Hard water can be a financial pain. You use twice as much soap for the same lather, have higher gas and electricity bills, go through clothing items faster, and have a harder time with appliance & plumbing maintenance—never mind what it does to your hair and skin in the shower. These things can add up to hundreds of dollars every year, which is why water softeners are a standard household appliance across much of America. So show your water softener some love once in a while, and your wallet will thank you.
Know Your Salt Stats
Your user manual will recommend the best salt form and kind to use for your specific machine. Pellet form is the least likely to clog, and there are three kinds of water softener salt on the market:
- Rock Salt is the cheapest, but it’s also the lowest quality. As the salt dissolves, excess sediment will settle on the bottom of your tank and may lead to clogs in the system. Homeowners who choose this option should clean the tank more frequently.
- Solar Salt is of medium quality. It has a higher price tag but allows your tank to run more efficiently.
- Evaporated Salt is the highest quality option. It’s the most expensive, but it has little to no sediment and is least likely to cause unnecessary problems with your unit.
Don’t Be a Stranger
Take a peek into your water softener tank at least once a month to check the levels. If your salt is at ¼ tank or less, it’s time to add more.
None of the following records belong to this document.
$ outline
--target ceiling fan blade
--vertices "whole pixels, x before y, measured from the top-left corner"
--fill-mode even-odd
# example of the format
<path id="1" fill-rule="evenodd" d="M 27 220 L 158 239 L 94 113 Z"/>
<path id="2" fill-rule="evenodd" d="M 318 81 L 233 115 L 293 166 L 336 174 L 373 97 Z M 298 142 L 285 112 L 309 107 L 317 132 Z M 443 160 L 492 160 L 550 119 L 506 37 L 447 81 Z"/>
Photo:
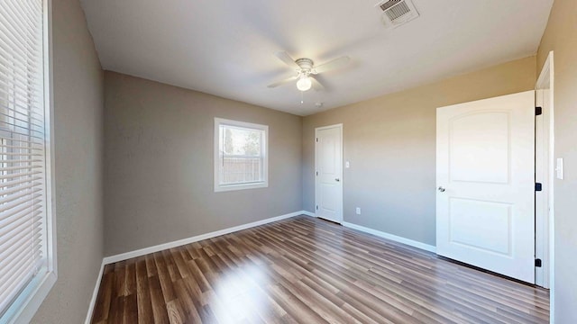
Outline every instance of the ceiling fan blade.
<path id="1" fill-rule="evenodd" d="M 349 57 L 341 57 L 338 58 L 334 58 L 329 62 L 326 62 L 325 64 L 321 64 L 318 67 L 316 67 L 313 69 L 313 73 L 314 74 L 319 74 L 319 73 L 324 73 L 326 71 L 330 71 L 332 69 L 335 69 L 335 68 L 343 68 L 345 65 L 349 64 L 349 61 L 351 61 L 351 58 Z"/>
<path id="2" fill-rule="evenodd" d="M 320 82 L 318 82 L 318 80 L 314 77 L 313 76 L 308 76 L 308 77 L 310 77 L 310 80 L 313 83 L 313 88 L 316 91 L 321 91 L 321 90 L 325 90 L 325 86 L 323 86 Z"/>
<path id="3" fill-rule="evenodd" d="M 269 85 L 269 86 L 268 86 L 268 87 L 270 87 L 270 88 L 272 88 L 272 87 L 277 87 L 277 86 L 282 86 L 282 85 L 284 85 L 284 84 L 288 84 L 288 83 L 289 83 L 289 82 L 295 81 L 295 80 L 296 80 L 296 79 L 298 79 L 298 76 L 290 76 L 290 77 L 286 78 L 286 79 L 284 79 L 284 80 L 282 80 L 282 81 L 279 81 L 279 82 L 275 82 L 275 83 L 273 83 L 273 84 L 270 84 L 270 85 Z"/>
<path id="4" fill-rule="evenodd" d="M 276 55 L 279 59 L 285 62 L 285 64 L 288 67 L 297 70 L 300 69 L 300 67 L 295 62 L 295 59 L 291 58 L 290 55 L 288 55 L 288 53 L 287 53 L 286 51 L 276 52 L 274 53 L 274 55 Z"/>

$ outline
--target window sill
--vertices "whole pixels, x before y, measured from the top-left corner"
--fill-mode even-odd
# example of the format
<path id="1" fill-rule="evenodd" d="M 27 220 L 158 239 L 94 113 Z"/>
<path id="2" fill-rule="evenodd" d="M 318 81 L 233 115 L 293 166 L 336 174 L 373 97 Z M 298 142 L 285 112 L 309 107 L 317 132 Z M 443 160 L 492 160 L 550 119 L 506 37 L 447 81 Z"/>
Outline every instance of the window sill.
<path id="1" fill-rule="evenodd" d="M 221 184 L 215 186 L 215 193 L 222 193 L 234 190 L 245 190 L 245 189 L 258 189 L 267 188 L 269 186 L 268 182 L 261 182 L 254 184 Z"/>
<path id="2" fill-rule="evenodd" d="M 0 318 L 0 323 L 28 323 L 48 296 L 56 283 L 56 274 L 49 272 L 41 278 L 36 278 L 23 290 L 23 293 Z"/>

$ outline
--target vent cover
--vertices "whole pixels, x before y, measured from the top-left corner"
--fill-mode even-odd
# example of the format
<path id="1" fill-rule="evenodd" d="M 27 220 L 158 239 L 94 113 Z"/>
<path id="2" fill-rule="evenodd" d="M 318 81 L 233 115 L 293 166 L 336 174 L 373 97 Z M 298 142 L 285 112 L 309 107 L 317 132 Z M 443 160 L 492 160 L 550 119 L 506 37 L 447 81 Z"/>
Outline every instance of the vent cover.
<path id="1" fill-rule="evenodd" d="M 382 13 L 382 22 L 387 27 L 398 27 L 418 17 L 411 0 L 384 0 L 375 7 Z"/>

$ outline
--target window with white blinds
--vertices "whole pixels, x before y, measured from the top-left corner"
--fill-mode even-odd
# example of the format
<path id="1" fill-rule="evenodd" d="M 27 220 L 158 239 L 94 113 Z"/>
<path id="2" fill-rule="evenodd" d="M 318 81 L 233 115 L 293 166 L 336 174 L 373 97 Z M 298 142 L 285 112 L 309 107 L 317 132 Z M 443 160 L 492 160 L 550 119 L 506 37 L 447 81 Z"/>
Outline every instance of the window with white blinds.
<path id="1" fill-rule="evenodd" d="M 16 320 L 55 279 L 47 8 L 0 0 L 0 322 Z"/>
<path id="2" fill-rule="evenodd" d="M 215 119 L 215 192 L 269 185 L 268 132 L 266 125 Z"/>

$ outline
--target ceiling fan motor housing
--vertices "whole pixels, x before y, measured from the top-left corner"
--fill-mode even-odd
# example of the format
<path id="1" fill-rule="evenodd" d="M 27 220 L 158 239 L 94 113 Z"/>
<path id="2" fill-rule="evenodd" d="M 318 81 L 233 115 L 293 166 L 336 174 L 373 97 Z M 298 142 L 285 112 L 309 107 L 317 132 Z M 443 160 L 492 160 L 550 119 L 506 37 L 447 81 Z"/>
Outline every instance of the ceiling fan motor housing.
<path id="1" fill-rule="evenodd" d="M 300 67 L 300 69 L 304 74 L 309 74 L 315 64 L 310 58 L 298 58 L 295 62 Z"/>

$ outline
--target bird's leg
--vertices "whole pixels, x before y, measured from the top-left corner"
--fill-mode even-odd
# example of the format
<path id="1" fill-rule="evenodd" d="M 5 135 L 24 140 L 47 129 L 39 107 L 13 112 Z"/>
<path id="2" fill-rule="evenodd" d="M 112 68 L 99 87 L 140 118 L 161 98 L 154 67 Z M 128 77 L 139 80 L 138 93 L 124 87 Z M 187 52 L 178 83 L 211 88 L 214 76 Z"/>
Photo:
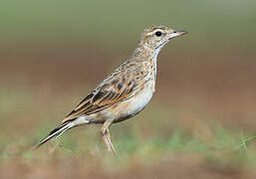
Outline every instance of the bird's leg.
<path id="1" fill-rule="evenodd" d="M 112 144 L 112 140 L 111 140 L 111 135 L 110 135 L 110 130 L 109 130 L 109 126 L 111 126 L 112 124 L 112 120 L 107 120 L 102 129 L 101 129 L 101 135 L 103 137 L 103 140 L 105 142 L 105 144 L 108 147 L 108 151 L 111 151 L 113 154 L 116 153 L 115 147 Z"/>

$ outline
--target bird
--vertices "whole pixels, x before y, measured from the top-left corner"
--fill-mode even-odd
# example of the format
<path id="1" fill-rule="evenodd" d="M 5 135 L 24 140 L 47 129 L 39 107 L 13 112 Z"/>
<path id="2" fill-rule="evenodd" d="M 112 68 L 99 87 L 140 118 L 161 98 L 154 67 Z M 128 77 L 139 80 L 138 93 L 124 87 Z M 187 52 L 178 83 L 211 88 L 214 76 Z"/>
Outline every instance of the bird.
<path id="1" fill-rule="evenodd" d="M 170 40 L 186 33 L 162 25 L 145 29 L 131 56 L 86 95 L 33 149 L 73 127 L 103 124 L 101 137 L 108 151 L 115 154 L 110 126 L 136 115 L 146 106 L 155 90 L 157 55 Z"/>

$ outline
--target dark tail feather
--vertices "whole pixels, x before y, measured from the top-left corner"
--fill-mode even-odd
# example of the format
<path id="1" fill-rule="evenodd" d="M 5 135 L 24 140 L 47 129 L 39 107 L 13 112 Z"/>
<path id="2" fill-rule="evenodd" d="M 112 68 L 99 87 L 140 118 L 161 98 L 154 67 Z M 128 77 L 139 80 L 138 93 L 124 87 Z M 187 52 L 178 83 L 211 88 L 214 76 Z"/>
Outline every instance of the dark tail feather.
<path id="1" fill-rule="evenodd" d="M 61 124 L 60 126 L 56 127 L 53 129 L 43 140 L 41 140 L 37 145 L 35 145 L 32 149 L 36 149 L 43 145 L 45 142 L 47 142 L 50 139 L 56 139 L 58 138 L 61 134 L 72 128 L 74 125 L 72 122 L 66 122 Z"/>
Fill it up to at least half a tank, and the water level should stop about 3 inches below the salt level.
Homeowners face two common issues with water softeners: Salt Bridges and Salt Mushing.
- A Salt Bridge is when the salt at the top of the pile has hardened into a solid layer or ‘bridge,’ preventing any new salt from mixing into the water below. Take a broom handle and poke through the bridge down to the bottom of the tank, gently breaking it apart and mixing it with the rest of the salt. If this happens frequently, you may want to use less salt, let it drop lower between refills, or clean your brine tank.
- Salt Mushing is a more serious problem, when the salt and water at the bottom of the tank have created a sort of salt slush together, causing water to rise above it instead of mixing in. The best fix is to scoop it out and replace the salt, but if you’re looking to save the salt, you could try scooping the salt mush into hot water to dissolve it, and then mixing it back in.
Cleaning & Other Tasks
- Cleaning: Modern water softeners can typically go five to ten years between manual cleanings. You really only need to clean them if your water has turned hard and basic maintenance is not fixing it. Older softeners should be cleaned about once per year, or if you’re experiencing frequent clogs, bridges, or mushing. Refer to your user manual for details on how to clean your tank, or take a look at this article. Do not dump any waste into your yard—the salt will kill your plants.
- Water Softener Cleaner: Flush your tank with Water Softener Cleaner once every few months, following the instructions on the label. This will assist with removing excess sediment as well as extending the life of your unit.
- Bypass Valve: Exercise the bypass valve a few times a year by twisting it to ‘off’ and back to ‘on.’ This ensures that you won’t have to struggle to access it if needed, plus it allows you to check for any leaks or drips. If it does leak or drip, you may need to replace parts.
- Clean the Valve Between Tanks: Twice a year (or when clogs form), clean the valve between the brine tank and the resin tank. Make sure you follow your manual instructions to the letter for this: Failure to do so could result in parts damage or personal injury.
- Order a Tune Up: It may be worth having a professional plumber take a look at your water softener once every few years, to give it a thorough cleaning and ensure it’s working properly.